The latter denied this, and both ministers have in recent months appeared jointly in social media videos addressing questions about the health crisis.
Still, the speculation is unlikely to die down until the PAP “definitively names a successor”, said Ngiow.
“Until then, every move made by the front runners will be viewed through the lens of competition as the public assesses their every move,” she said.
Tan suggested there was a risk that a rivalry develops in real life – rather than just in the imagination of citizens – if the succession was not settled soon.
“It could result in the odd front runner engaging in showmanship – not so much to appeal to his peers but rather the general public – to better stake his claim,” said Tan, a Singapore Management University law professor.
Tan and others acknowledged that whether the succession process is hastened could be determined by the trajectory of the pandemic.
Singapore has transitioned to a “living with Covid” model following a pacesetting vaccination exercise, but officials such as health chief Ong have warned that the city state remained in the “fog of war” amid an ongoing wave of infections linked to the Omicron variant.

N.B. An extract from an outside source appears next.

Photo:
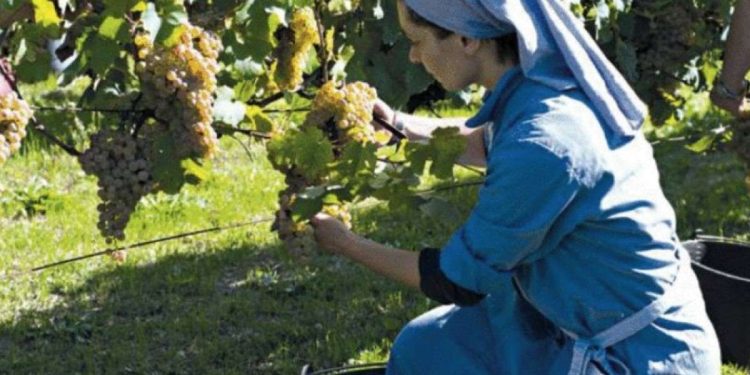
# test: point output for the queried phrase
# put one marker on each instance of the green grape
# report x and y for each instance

“In the short-term, PM Lee’s top priority is to ensure that Singapore will make a swift and sustainable recovery once the pandemic becomes less of a public health concern,” said Tan.
After that, with his successor named, Lee will have to “time his stepping down as premier to perfection,” he said.
Since coming to power in 2004, Lee has led the PAP in four general elections, retaining its hold on power even amid the emergence of a more effective opposition, and the loosening of tight controls on dissent and the media imposed during the Lee Kuan Yew era.
The Singapore economy, already one of the world’s most competitive when Lee took over from Goh, continues to retain that position. The city state had in the years before the Covid-19 pandemic consolidated its status as a leading financial, transport and technology hub.
Lee’s successor will however have to deal with growing public concerns about immigration, a fast-greying local population and the country’s place in the world amid the US-China rivalry, observers say.
In the next election due by 2025, expectations are that Lee will lead or play a key campaigning role for the PAP.
Still, to avoid remaining as premier in his mid-70s, Lee would have to “seriously consider stepping down soon before or after the next general election,” Tan added.
“That may well be a confidence – and morale – booster for his successor.”